Es mag schwierig erscheinen, Nichtteilhabe und Ausschliessung zu unterscheiden. Klar, beides heisst nicht Teil von etwas Bestehendem zu sein. Eine adäquatere Differenzierung wird aber erst möglich, wenn man die Perspektive des Akteurs und deren Zugehörigkeit als Hauptkriterium in Betracht zieht. Die hierbei zu akzeptierende Prämisse ist der erklärte Wunsch von heute immerhin hunderteinundneunzig Staaten, anhand der Vereinten Nationen eine auf die Respektierung der Menschenrechte basierende Weltgesellschaft zu etablieren. In diesem feierlichen Moment wird die entstehende Weltgesellschaft als historische Tatsache geboren. Der Wunsch, daran nicht Teilnehmen zu wollen, hat mit dem entstandenen Konstrukt nichts zu tun, weil er nicht Teil dessen ist. Das Konstrukt Weltgesellschaft per se kommt mit dem Konstrukt der Nichtteilhabenden keineswegs in Berührung. Wohingegen die existenzbezogene Legitimation der Weltgesellschaft von denen in Frage gestellt werden kann, die bereits Teil dessen sind. Die Weltgesellschaft kann nicht von Aussen, sehr wohl aber von Innen zum Fall gebracht werden!

Es wurde bereits festgehalten, dass die Weltgesellschaft – und deshalb das Attribut entstehende und nicht bestehende – in Bewegung ist, resp. sein muss. Demzufolge kann alles was mit ihr zusammenhängt ebenfalls als prozesshaft betrachtet werden. So ist beispielsweise die Nichtteilhabe ein bestehendes Faktum, der Ausschluss aber ein Entstehendes; was wiederum die Nichtbezüglichkeit des Ersteren mit der Weltge-sellschaft bekräftigen könnte... Will man von Ausschluss aus der Weltgesellschaft sprechen, ist es deshalb konsequent, die entsprechende Fragestellung in Form eines Prozessmodells darzustellen:

In einem ersten Schritt wird der Exklusionsbegriff anhand der soziologischen Theorien von Ferdinand Tönnies, Georg Simmel, Max Weber & Talcott Parsons in Form eines mehrdimensionalen Prozessschemas (à je zwei Polen) resümiert.
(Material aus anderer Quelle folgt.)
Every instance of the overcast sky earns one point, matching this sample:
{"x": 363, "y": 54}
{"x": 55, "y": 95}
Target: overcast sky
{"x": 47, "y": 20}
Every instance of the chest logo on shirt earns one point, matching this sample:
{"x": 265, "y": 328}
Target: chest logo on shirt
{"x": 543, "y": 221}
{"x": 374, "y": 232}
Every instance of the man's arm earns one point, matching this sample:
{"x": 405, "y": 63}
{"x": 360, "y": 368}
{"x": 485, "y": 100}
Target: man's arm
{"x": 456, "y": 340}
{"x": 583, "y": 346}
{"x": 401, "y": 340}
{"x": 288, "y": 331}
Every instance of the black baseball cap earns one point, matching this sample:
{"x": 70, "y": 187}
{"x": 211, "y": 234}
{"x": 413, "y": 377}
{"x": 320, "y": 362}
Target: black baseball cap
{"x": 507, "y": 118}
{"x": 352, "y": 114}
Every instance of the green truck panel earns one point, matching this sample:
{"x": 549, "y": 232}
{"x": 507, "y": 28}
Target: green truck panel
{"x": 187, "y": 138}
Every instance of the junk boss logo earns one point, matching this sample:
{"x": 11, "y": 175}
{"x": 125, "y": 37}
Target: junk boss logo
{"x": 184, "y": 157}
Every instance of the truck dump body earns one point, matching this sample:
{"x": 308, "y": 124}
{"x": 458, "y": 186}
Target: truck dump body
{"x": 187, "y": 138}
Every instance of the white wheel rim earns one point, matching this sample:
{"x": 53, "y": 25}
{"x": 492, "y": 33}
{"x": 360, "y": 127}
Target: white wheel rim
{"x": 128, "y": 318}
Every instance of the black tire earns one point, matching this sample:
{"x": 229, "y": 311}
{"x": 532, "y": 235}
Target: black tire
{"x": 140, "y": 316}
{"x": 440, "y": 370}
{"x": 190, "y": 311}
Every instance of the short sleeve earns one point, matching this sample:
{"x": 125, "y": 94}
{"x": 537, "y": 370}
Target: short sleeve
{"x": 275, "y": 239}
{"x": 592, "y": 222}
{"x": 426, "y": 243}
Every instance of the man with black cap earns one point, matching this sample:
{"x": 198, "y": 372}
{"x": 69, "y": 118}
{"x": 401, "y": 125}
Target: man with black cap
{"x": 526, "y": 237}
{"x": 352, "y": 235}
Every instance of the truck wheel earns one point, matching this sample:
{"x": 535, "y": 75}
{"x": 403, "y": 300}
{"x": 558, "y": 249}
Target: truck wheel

Die genannten Autoren wurden gewählt, weil sie Punkto Exklusionstheorien einen hohen Abstraktionsgrad aufweisen. Sie beziehen sich nicht auf eine eingeschränkte Anzahl an Sachverhalten oder sozialen Gruppen, sondern erlauben (zumindest eine Teilanwendung) ihres Exklusionsverständnisses auf mehreren Ebenen. Also nicht nur bezogen auf bestimmte Individuen in einer bestimmten Gesellschaft, sondern auf einer Makroebene auch bezogen auf bestimmte Nationen in der Weltgesellschaft. Was hierbei skizziert werden soll, ist wie gesagt ein theoretischer Raum, der die Komponenten dieser vier Theorien zu Dimensionen umformt. Sprich, jede Theorie wird als Achse für das prozesshafte Analyseschema verwendet.[1]

Das breite, begriffsgeleitete Analyseschema wird dann anhand eines Fallbeispieles auf seine Tauglichkeit hin überprüft. Sollte diese Analyse dazu führen, dass in Bezug auf das bestimmte Land tatsächlich Exklusion nachgewiesen werden kann, wäre die Frage – zumindest anhand der gewählten Theorien, resp. Methode – in abschliessender Form zustimmend beantwortet. Exklusion aus der Weltgesellschaft wäre im weitesten Sinne möglich… Soviel zum einfacheren Fall. Komplizierter wäre die Interpretation des Resultates, wenn sich herausstellen würde, dass die gewählte Nation kein Exklusionsopfer ist. Dies dürfte nicht zwangsläufig als verneinende Antwort missinterpretiert werden. Ebenso könnte dieses Resultat bedeuten, dass das verwendete Schema die Fragestellung nicht valide zu untersuchen vermag.[2] Würde man hingegen annehmen, dass das Schema methodologisch doch adäquat ist, wäre eine abschliessende Verneinung der Frage nur dann möglich, wenn das Schema bei allen Nationen der Welt Nonexklusion ergeben würde.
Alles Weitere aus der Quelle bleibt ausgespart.